I ran into 2011 PGA Championship winner as well as St. John’s alum Keegan Bradley on the practice putting green. Bradley wasn’t much of a factor at Baltusrol but he is looking forward to taking part in the Barclays that will take place in a few weeks at the Bethpage Black Course.
It took courage on Yankees general manager Brian Cashman’s part to deal two of his best relief pitchers, Aroldis Chapman and Andrew Miller, and get back highly touted prospects in return. It would have been easy for the Yankees to do nothing and keep the facade that they were all in for this year given the fact that two teams qualify for the wild card game that kicks off the post-season. After all, the Yankees did qualify for that one-game playoff in 2015 before they were done in by pitcher Dallas Keuchel and the Houston Astros.
To be fair, the Yankees are not totally putting up the white flag as they did reacquire two relief pitchers who are Bronx Bombers alums, Tyler Clippard and Adam Warren.

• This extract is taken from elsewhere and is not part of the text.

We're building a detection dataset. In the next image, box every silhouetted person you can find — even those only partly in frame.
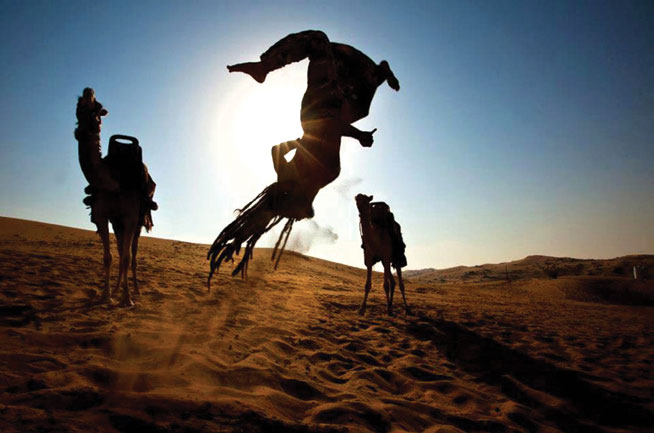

Without disrespect to their talents however, they are not Chapman and Miller.
The recent wave of hot and humid weather has made it hard to any cooking or even to enjoy hot meals in general. If you are looking for food that will hit the spot that doesn’t require preparation Dole Salad Kits, Bumble Bee Tuna sold white albacore cans and pouches, and Brad’s Organic Almond Butter all get the job done. Staying hydrated is quite important and WTRMLN WTR (watermelon water), Lifeway Kefir, and Arizona Black & White Iced Tea will quench any thirst in the heat of summer. If you like ice cream, give Brio whole ice milk, which comes in fun flavors as Madagascar Vanilla Bean, Tropical Mango, Café, Latte, and Vanilla Caramel a try. They are served in dixie cups so you don’t to worry about portion control.
Summer of course is the time when we all break out t-shirts on weekends. Home T (thehomet.com) shirts come in soft cotton and feature silhouettes of all 50 states so you can show the state of your birth or current domicile with pride. A portion of the sales proceeds go to research in finding a cure for multiple sclerosis.